Their might have been some trepidation in the sold out rink when Hansen tripped Sharp in his own end to give the Hawks a power play. The penalty killers did a fantastic job though, and it was Burrows and Mason Raymond shorthanded that had the better chances.
A Hossa pass through the slot as it winded down was just missed by Bolland, and then the Sedins shift after the kill put great pressure on with no results.
Back and forth. Another strong shift from the fourth line produced an Oreskovich chance, and another hit by Torres on Keith. Lapierre’s line followed with a dominant shift right through a change to the Sedins, forcing Crawford to make tough saves on Ballard twice, a Lapierre deflection, a Higgins shot, and another from Henrik Sedin.
Crawford was having one of those games though, giving his team every chance to get back in, and the teams went to the second break with the Canucks holding just a one goal lead.
Fantastic work in their own end led to another of the huge moments in the game. Burrows got a step on Keith, and forced the Norris winner to haul him down. Penalty Shot.
Burrows said afterwards that he and Crawford play against each other in Montreal during the offseason, and that he knows “my move”. It was a huge save by the rookie netminder though, having his best game at the right time.
Back and forth we went again, with only a goal separating the teams. The Canucks were the aggressors again, holding the Hawks without a shot in the first five minutes, outshooting them 5-0.
So when Henrik Sedin got a prime scoring chance and went for the pass to Burrows instead, fans groaned and held their heads. A Hjalmersson shot forced ahuge glove save as the Hawks pressed. A Campoli shot off the faceoff forced another from Luongo, just getting a piece with his glove to send it out.
The Canucks buckled down, but the Hawks were still coming, forcing a huge glove save again, this time off of Frolik on a nice Hossa set up. Then Higgins made a strong cut to the net, leading to three amazing saves from Crawford again. The first on Higgins, the second on Burrows on the rebound, and the third an amazing save on Kesler with an open net.
A big hit by Kesler that caused Kane to hit his head on the glass led to another breakout by the “Terror Twins”, this time with Burrows just missing high. Keith hooked him on the play, and with a little over three minutes left and a power play, it looked pretty good for the home team. Henrik Sedin had a great chance stopped, and then the other teams’ captain reminded everyone why he so highly regarded.

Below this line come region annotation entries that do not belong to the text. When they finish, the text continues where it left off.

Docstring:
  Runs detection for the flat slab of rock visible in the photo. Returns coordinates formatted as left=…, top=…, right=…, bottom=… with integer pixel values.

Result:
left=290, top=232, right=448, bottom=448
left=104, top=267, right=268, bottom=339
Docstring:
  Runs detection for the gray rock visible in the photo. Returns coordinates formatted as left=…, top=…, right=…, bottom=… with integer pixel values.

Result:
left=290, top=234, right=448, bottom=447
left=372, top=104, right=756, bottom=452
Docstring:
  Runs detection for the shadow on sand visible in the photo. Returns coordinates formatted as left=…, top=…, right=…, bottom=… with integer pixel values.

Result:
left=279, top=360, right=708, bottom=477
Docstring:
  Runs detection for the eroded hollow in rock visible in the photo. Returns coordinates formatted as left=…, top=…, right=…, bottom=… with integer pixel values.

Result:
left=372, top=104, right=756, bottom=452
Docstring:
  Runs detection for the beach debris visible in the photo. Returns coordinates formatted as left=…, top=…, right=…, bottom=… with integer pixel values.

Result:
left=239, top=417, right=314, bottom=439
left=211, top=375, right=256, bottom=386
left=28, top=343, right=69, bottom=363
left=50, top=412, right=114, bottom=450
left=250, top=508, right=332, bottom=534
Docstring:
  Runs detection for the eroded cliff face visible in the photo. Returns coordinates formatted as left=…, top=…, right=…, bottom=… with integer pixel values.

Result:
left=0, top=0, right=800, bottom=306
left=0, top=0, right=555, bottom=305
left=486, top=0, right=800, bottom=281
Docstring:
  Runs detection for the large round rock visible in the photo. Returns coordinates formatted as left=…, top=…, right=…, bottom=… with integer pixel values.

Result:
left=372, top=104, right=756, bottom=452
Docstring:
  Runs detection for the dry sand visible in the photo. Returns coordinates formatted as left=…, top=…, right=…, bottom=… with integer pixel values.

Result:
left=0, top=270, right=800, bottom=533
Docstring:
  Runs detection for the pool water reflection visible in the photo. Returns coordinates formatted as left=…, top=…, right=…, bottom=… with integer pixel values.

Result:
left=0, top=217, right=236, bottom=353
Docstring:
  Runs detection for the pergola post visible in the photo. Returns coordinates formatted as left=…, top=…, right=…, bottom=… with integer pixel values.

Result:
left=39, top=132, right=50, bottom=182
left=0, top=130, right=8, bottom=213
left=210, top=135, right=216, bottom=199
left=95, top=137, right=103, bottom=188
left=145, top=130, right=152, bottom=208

He caused a Burrows turnover at center ice and cut to the net. Hamhuis hip checked him to the ice, and he still got a pass to Hossa. Luongo got that tricky shot, but Toews would sweep home the rebound while on his stomach.
Wow. Tip your hat. It was a great play. The Canucks forced a late chance or two, but of course, in a game like this, overtime just felt right.
Overtime opened with the Kesler line pressing for an early goal, but when Keith made a good play to break up a chance, Burrows almost was the goat when he hauled him down for a penalty I have no problem with ( and yes, I would say that even if the Canucks lost! ).
The Hawks power play came on strong, and Toews almost ended it. He outwaited Bieksa sprawled out for the pass, fed Sharp a slick pass, and gave his team’s best shooter a great chance to end it.
We’ll just call that “The Save 2.0”. It was a wonderful save when the Canucks had to have it.
Of course, after a game where he had the chance to be the hero, and then the goat, it was just right that Alexandre Burrows was the man to end it. He knocked down a puck clear by Campoli, got into the slot, and slammed home a rolling puck for the series and game winning goal.
What a game. As we wait for the Nashville series to start, much will be made of this as a huge win that can change a team’s destiny. It may well be.
But it was also an example of hockey at it’s finest, with two evenly matched teams.
What’s next? Who knows. It will have a hard time topping this instant classic.